The economy is reopening slowly in Toronto. I shot my roll of Ektar 100 Kodak colour film, went downtown to Aden Camera and after grabbing some food and returning home found that the scanned negative files waiting for me in my email. This time they were scratch free but I did have to apply strong noise reduction to eliminate film grain in order to make the comparison with digital more equivalent, but it had no deleterious effect on sharpness.





For regular daytime exposures, the XA and E-PL5 are very similar but for low light exposures the XA does not expose as accurately and has decreased infinity sharpness very evident at the pixel level when compared to the E-PL5.



Again, the XA over exposes and sharpness is not equivalent to the E-PL5. Check out the Toronto Star blue lit sign on their building. The E-PL5 allows you to adjust exposure so that the green Canada Trust sign becomes correctly exposed and visible. The bright star above the cityscape is the planet Venus rising.



I retested the lens resolution with my new 2″ x 2″ glass slide ISO 12233 that was acid etched and then chrome plated by lithographic process to yield marking edges finer than possible even with the best printing process. And the big advantage is when projected through my vintage Leica Pradovit CA2500 projector, I can create a variety of very large scaled and back lit ISO 12233 charts which would be prohibitive to purchase in print size. This is particularly important when testing low focal length lenses since the resolution test because less accurate the closer the camera is to the test chart.

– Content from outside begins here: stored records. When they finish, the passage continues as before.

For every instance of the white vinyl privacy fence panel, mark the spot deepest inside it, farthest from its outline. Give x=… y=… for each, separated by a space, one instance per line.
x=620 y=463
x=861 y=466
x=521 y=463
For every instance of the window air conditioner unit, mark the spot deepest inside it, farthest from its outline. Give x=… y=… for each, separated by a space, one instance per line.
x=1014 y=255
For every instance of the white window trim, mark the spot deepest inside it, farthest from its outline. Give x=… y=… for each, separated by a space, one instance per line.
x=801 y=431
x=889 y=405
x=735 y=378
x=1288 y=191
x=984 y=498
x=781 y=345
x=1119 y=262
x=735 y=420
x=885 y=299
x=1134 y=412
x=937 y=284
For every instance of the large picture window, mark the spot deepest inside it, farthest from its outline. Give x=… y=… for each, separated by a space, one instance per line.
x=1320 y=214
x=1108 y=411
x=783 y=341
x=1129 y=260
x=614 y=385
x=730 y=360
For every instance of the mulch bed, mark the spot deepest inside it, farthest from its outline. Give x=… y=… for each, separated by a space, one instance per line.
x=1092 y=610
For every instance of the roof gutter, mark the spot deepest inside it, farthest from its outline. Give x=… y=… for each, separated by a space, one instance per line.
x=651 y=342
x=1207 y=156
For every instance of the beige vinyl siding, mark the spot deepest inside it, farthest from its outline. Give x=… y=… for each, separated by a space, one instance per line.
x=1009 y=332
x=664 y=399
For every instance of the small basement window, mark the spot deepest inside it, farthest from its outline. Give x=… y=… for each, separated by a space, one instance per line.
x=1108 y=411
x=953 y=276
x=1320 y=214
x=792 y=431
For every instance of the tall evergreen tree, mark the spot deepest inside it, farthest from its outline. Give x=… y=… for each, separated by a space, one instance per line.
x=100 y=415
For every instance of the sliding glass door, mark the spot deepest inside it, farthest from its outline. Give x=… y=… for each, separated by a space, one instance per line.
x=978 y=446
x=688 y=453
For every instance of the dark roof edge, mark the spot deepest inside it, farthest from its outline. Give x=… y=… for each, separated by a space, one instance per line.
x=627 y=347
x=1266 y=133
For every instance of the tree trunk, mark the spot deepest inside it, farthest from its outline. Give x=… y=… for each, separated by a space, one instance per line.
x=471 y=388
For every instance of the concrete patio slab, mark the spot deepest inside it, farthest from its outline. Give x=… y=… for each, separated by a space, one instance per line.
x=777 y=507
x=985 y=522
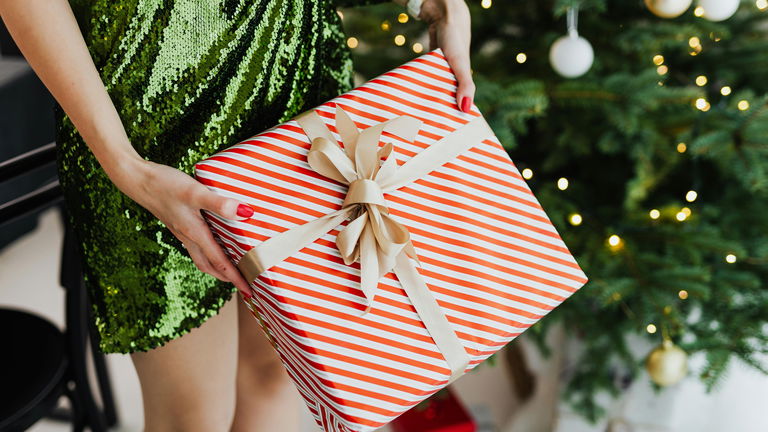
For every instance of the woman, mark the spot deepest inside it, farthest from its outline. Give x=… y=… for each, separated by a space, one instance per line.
x=146 y=88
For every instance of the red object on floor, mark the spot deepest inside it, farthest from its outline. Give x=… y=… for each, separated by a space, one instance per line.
x=443 y=413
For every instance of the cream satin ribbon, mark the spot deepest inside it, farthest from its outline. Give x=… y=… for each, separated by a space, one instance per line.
x=373 y=237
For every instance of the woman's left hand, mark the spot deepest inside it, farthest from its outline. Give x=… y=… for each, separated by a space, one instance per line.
x=449 y=30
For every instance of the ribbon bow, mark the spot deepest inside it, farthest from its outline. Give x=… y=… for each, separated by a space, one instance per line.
x=373 y=237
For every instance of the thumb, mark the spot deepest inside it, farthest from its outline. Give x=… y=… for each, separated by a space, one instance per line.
x=225 y=207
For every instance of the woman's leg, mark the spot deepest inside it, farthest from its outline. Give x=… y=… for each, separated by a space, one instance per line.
x=188 y=384
x=267 y=400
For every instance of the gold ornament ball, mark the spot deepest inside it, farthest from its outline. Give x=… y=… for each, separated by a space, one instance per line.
x=667 y=364
x=668 y=8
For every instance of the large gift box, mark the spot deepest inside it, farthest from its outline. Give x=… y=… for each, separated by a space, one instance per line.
x=394 y=244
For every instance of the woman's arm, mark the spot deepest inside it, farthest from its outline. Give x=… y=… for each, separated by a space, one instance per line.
x=48 y=35
x=450 y=30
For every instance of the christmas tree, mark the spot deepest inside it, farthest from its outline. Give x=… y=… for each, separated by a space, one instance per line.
x=653 y=165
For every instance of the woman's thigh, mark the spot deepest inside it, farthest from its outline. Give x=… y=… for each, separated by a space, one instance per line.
x=190 y=382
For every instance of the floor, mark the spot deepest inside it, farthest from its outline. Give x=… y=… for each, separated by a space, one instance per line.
x=33 y=285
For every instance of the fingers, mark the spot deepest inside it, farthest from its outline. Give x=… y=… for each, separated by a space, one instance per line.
x=203 y=238
x=465 y=90
x=454 y=40
x=208 y=255
x=225 y=207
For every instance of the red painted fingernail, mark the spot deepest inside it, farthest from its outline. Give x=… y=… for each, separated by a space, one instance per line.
x=244 y=211
x=466 y=104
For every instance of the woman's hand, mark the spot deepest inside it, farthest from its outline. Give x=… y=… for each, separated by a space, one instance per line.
x=176 y=199
x=449 y=30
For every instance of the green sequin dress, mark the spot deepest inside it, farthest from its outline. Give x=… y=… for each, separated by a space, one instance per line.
x=188 y=78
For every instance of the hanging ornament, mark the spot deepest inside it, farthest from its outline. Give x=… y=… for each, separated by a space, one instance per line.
x=667 y=364
x=571 y=55
x=718 y=10
x=668 y=8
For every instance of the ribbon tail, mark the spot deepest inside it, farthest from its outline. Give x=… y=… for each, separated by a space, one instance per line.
x=275 y=249
x=369 y=266
x=432 y=316
x=437 y=154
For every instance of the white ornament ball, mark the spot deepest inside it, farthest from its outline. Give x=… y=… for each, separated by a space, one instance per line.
x=668 y=8
x=718 y=10
x=571 y=56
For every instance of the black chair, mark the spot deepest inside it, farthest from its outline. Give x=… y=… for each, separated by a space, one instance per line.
x=39 y=363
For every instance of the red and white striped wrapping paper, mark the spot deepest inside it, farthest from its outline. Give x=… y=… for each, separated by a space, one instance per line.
x=489 y=254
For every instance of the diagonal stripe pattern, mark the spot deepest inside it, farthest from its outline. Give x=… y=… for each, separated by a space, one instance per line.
x=487 y=251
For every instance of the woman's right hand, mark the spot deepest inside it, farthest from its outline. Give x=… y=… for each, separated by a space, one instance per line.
x=176 y=198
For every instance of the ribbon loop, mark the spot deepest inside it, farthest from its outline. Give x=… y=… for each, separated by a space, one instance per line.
x=364 y=191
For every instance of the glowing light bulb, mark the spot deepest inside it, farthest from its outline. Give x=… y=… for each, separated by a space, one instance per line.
x=575 y=219
x=743 y=105
x=694 y=42
x=527 y=173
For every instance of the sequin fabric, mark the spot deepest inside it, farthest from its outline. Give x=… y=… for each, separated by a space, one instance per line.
x=188 y=78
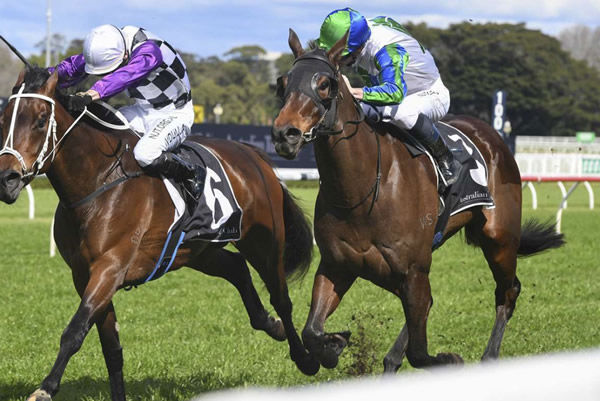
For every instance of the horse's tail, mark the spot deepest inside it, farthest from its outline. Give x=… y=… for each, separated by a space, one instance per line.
x=537 y=237
x=298 y=250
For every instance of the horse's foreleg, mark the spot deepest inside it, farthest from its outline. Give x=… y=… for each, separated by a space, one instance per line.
x=96 y=297
x=113 y=353
x=328 y=289
x=416 y=300
x=233 y=268
x=393 y=360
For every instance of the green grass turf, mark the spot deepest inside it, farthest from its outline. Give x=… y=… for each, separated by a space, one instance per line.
x=188 y=333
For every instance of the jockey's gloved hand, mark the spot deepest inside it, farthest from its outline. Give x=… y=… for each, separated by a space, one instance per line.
x=78 y=101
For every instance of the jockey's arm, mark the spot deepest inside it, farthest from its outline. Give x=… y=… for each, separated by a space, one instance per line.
x=391 y=62
x=144 y=59
x=71 y=71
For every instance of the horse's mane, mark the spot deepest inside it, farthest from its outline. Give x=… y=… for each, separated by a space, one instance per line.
x=35 y=78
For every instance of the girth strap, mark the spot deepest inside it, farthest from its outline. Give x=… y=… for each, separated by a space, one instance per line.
x=103 y=189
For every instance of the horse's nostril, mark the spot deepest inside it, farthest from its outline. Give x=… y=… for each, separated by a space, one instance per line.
x=293 y=132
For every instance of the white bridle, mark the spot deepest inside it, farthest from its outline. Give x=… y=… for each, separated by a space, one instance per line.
x=51 y=132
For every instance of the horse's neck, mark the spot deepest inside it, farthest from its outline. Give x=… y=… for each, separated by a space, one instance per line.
x=347 y=162
x=81 y=164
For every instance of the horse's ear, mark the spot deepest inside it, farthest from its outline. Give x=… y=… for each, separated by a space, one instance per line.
x=295 y=44
x=21 y=77
x=50 y=85
x=335 y=53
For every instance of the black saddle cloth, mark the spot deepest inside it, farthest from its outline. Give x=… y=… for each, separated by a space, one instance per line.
x=471 y=188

The XA has great center sharpness but steep peripheral falloff. The LT1 is not as optically good as the XA since it has a simpler lens design. The E-PL5 with even the pedestrian 14-42mm lens has better sharpness across the entire image and this may likely be caused by in camera body correction to improve the lens performance, a nice advantage digital photography has over film based.
Some more XA examples:


And finally, we need a small body Olympus m43 camera, very much like the Lumix GM1. It is in fact smaller than the XA body!
How can Olympus let an upstart industrial company like Panasonic make a smaller camera? Not only does Olympus have to answer the challenge, but also introduce a small pancake lens that is only about 1 cm in thickness, say a 30mm f/4. The 14-42 mm makes the GM1 about 53 mm in thickness (with no lens cap!) and the 14mm Lumix f/2 is only 1.5 mm thinner so neither makes the camera easily pocketable. Now is not the time to introduce a Pen F II but to make a model that has less features (but perhaps with the 20 MP sensor) which means it can be sold for less money and also be thinner but will bring new customers to Olympus by returning to their roots of success.
Oly lover since OM1. Interesting article. Film is real photography, requiring dedication and an understanding of light…a great teacher. I wait for affordable high sensitivity film to create a meaningful relevant technology.